Dal Rinascimento alla rivoluzione scientifica

L’invenzione dei caratteri mobili e la stampa permise dalla fine del XV secolo, una più ampia diffusione del sapere antico e particolarmente delle conoscenze scientifiche e mediche, attraverso la pubblicazione delle opere dei maggiori autori di medicina del mondo greco e romano.

Padova nel 1400 era divenuto il più importante centro di studio d’Europa grazie all’accorta politica veneziana. Grazie alla presenza di studiosi di gran valore, Padova nel Rinascimento ebbe una elevatissima disponibilità di professori: le Università, infatti, facevano a gara nel disputarsi i nomi migliori, che consentivano di attirare un gran numero di studenti provenienti dalle diverse nazioni europee.

Le autorizzazioni al libero esercizio delle dissezioni concesso in questo periodo dai regnanti pontefici, Sisto IV e Clemente VII, aumentarono la possibilità di compiere autopsie, favorendo così l’opera di revisione dell’anatomia.

Accanto alla revisione dell’anatomia venne fatta anche quella della fisiologia, secondo l’uso di Galeno restavano riunite in un’unica materia. Il fatto poi che l’anatomia avesse esteso il proprio campo d’azione dell’organismo sano a quello malato determinò la nascita dell’anatomia patologica.

Va inoltre detto che anche la chirurgia si avvantaggiò dello sviluppo dell’anatomia, sebbene in maniera inferiore alle aspettative.
Da questo periodo, nelle università, i lettori di anatomia vennero incaricati di leggere anche la chirurgia, per la riconosciuta attinenza fra le due materie. Sorse così la figura del «chirurgo anatomico» che durerà fino all’inizio del 1800.

Non subirono, invece, revisioni la patologia e la clinica medica, molto più difficili da controllare rispetto all’anatomia (normale e patologica) e alla chirurgia.
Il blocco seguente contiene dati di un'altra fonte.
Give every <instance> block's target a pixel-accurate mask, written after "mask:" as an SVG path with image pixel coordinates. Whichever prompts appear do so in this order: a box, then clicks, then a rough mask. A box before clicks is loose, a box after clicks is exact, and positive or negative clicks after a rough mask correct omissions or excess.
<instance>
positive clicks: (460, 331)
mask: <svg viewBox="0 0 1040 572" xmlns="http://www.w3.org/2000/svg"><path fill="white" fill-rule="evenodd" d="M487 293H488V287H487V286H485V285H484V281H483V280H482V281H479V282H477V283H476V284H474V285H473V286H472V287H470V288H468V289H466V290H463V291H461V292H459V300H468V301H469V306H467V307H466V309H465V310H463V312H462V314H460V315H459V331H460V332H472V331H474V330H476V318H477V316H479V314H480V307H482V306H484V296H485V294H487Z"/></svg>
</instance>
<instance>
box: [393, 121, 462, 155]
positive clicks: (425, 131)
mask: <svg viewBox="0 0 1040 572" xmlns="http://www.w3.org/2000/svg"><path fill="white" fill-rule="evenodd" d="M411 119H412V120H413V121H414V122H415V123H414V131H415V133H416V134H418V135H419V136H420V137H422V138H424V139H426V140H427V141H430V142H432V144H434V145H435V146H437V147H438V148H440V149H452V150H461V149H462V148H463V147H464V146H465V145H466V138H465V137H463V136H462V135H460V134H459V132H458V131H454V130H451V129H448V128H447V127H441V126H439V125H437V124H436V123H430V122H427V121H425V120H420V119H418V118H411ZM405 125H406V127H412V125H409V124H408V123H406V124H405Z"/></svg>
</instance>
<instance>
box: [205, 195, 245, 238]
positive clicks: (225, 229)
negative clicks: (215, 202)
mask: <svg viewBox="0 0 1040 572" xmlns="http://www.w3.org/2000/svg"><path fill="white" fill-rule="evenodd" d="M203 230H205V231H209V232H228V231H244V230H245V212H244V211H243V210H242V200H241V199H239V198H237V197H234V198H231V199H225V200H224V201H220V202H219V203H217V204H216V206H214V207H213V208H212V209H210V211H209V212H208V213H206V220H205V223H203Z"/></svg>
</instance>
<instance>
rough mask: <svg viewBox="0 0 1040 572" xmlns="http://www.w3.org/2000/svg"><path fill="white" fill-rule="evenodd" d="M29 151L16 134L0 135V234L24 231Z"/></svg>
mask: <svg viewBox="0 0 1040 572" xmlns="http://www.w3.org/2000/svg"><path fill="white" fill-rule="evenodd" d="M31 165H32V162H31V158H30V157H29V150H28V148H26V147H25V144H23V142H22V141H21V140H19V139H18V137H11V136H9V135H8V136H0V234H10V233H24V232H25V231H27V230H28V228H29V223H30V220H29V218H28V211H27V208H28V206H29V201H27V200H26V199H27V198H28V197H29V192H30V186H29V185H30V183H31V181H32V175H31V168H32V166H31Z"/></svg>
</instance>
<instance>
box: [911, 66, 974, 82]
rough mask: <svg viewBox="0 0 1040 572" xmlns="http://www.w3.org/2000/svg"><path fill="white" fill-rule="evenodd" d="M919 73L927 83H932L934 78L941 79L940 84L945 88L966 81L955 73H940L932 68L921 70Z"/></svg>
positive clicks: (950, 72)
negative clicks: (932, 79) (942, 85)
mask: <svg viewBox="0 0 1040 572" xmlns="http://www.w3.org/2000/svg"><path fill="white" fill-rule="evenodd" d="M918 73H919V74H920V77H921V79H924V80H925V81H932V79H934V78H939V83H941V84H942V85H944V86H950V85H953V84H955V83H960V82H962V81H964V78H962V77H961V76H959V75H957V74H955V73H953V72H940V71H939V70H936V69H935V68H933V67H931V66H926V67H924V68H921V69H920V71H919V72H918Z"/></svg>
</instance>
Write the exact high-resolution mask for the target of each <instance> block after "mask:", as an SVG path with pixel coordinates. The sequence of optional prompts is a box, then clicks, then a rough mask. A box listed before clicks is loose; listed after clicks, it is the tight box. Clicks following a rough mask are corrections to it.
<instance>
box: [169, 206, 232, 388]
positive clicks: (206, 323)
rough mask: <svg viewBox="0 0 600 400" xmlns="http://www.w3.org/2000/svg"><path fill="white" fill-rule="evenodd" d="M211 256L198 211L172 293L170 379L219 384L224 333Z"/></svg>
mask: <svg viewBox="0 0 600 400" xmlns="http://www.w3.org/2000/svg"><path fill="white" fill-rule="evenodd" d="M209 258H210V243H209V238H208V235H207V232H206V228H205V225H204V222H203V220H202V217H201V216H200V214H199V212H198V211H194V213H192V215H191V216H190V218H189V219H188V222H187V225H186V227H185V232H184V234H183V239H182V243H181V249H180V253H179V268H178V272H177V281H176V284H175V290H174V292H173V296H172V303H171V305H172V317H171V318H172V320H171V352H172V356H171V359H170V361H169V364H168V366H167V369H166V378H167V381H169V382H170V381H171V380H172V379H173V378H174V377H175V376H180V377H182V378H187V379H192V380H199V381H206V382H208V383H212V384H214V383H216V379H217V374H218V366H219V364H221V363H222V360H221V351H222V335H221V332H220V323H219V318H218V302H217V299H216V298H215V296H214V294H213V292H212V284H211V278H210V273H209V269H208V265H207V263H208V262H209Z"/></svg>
Tali materie, infatti, nonostante qualche tentativo di rinnovamento, rimasero invariate rispetto ai secoli precedenti.

La patologia umorale mantenne ancora tutto il suo valore, così come il ragionamento medico, che continua ad essere basato sul sillogismo e sulla deduzione. Persistettero anche la magia e l’astrologia che avevano caratterizzato la medicina medievale.

Questo fino al 1543, data da ricordare perché vengono confutati due tra i più importanti miti scientifici dell’epoca: la concezione ANTROPOCENTRICA e la concezione GEOCENTRICA.